Впрочем, нельзя, повторяем, забывать о сугубо текстуальной природе этого храма и, как хочется порой надеяться, самого Грааля. Это описание-экфрасис, если не фантазии, то некоторого видения, реализация некоторой интенции, связанной с замещением отсутствующей материальной святыни святыней воображаемой. Мы еще раз сталкиваемся, вероятно, с ситуацией мирского восприятия Евхаристии, когда кажется недостаточным пассивное приятие совершившегося Пресуществления. Дело в том, что для мирянина оно есть только результат, а не процесс, как для священника. В земной Мессе эти две инстанции, две стороны Литургии разведены, соединение возможно только усилием веры.

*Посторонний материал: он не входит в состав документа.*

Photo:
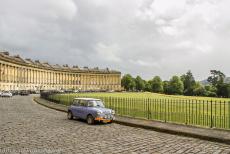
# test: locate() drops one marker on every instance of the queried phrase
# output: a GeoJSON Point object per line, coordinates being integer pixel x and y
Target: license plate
{"type": "Point", "coordinates": [107, 120]}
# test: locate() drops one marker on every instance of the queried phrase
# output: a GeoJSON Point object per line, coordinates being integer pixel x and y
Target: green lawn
{"type": "Point", "coordinates": [200, 111]}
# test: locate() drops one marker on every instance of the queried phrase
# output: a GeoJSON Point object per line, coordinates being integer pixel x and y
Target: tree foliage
{"type": "Point", "coordinates": [189, 83]}
{"type": "Point", "coordinates": [128, 82]}
{"type": "Point", "coordinates": [176, 86]}
{"type": "Point", "coordinates": [157, 85]}
{"type": "Point", "coordinates": [140, 84]}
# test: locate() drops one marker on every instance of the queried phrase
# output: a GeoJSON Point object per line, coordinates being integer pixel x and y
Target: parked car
{"type": "Point", "coordinates": [24, 93]}
{"type": "Point", "coordinates": [91, 110]}
{"type": "Point", "coordinates": [6, 94]}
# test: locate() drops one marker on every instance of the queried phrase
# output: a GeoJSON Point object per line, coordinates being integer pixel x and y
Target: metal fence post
{"type": "Point", "coordinates": [148, 108]}
{"type": "Point", "coordinates": [229, 115]}
{"type": "Point", "coordinates": [165, 101]}
{"type": "Point", "coordinates": [211, 125]}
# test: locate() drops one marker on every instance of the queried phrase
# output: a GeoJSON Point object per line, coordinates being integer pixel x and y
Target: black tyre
{"type": "Point", "coordinates": [69, 115]}
{"type": "Point", "coordinates": [90, 119]}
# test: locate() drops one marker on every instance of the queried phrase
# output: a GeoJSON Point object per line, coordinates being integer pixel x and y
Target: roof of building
{"type": "Point", "coordinates": [4, 55]}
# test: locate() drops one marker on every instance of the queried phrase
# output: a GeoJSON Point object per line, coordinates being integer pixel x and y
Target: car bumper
{"type": "Point", "coordinates": [101, 119]}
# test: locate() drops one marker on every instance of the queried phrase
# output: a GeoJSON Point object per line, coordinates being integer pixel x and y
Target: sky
{"type": "Point", "coordinates": [140, 37]}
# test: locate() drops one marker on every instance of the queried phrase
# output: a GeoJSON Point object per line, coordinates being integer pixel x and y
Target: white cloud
{"type": "Point", "coordinates": [146, 37]}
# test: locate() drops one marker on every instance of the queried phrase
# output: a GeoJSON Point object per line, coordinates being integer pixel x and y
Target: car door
{"type": "Point", "coordinates": [84, 109]}
{"type": "Point", "coordinates": [76, 108]}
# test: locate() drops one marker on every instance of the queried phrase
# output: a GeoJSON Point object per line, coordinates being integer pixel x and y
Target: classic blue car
{"type": "Point", "coordinates": [91, 110]}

Поэтому-то так существенно понимать Литургию во всей совокупности ее смыслов, и за sensus tropologicus, который мы только что поминали, стоит со всей неизбежностью и sensus historicus, составляющий смысловое основание и Евхаристии, и, между прочим, того пространства, в котором она совершается. И этот исторический смысл возвращает нас к евангельским событиям: к Распятию, Снятию со Креста, Погребению, посещению Гроба и не-обретению Те л а Спасителя, но – обретению вести о Воскресении[1065].

Иначе говоря, крайне важно заметить, что главное, центральное событие христианской керигмы обращается вокруг пустого пространства, связанного с местом погребения, перехода и т. д. В данном случае это место опустошено, середина отсутствует, точнее говоря, в ней нет Того, Кого надеялись найти, встретить именно здесь. Но это была неточная, неверная надежда, основанная на ошибочно истолкованных словах и делах Учителя, лишенная веры в Воскресение, причем именно телесное Воскресение Того, Кто именовал себя «путем и истиной» (Ин. 14, 6), то есть и целью, и средством ее достижения.

В Воскресении упраздняется прежняя телесность и одновременно выясняется, что новую, изменившуюся следует искать и обретать в другом месте, там, где встреча была назначена заранее (Галилея, не Иерусалим!). В любом случае Грааль – это место и вместилище, но если его нет здесь и сейчас, то, значит, оно освобождает место Другому, в котором соединяется и священник, и мирянин (в данном случае Царь).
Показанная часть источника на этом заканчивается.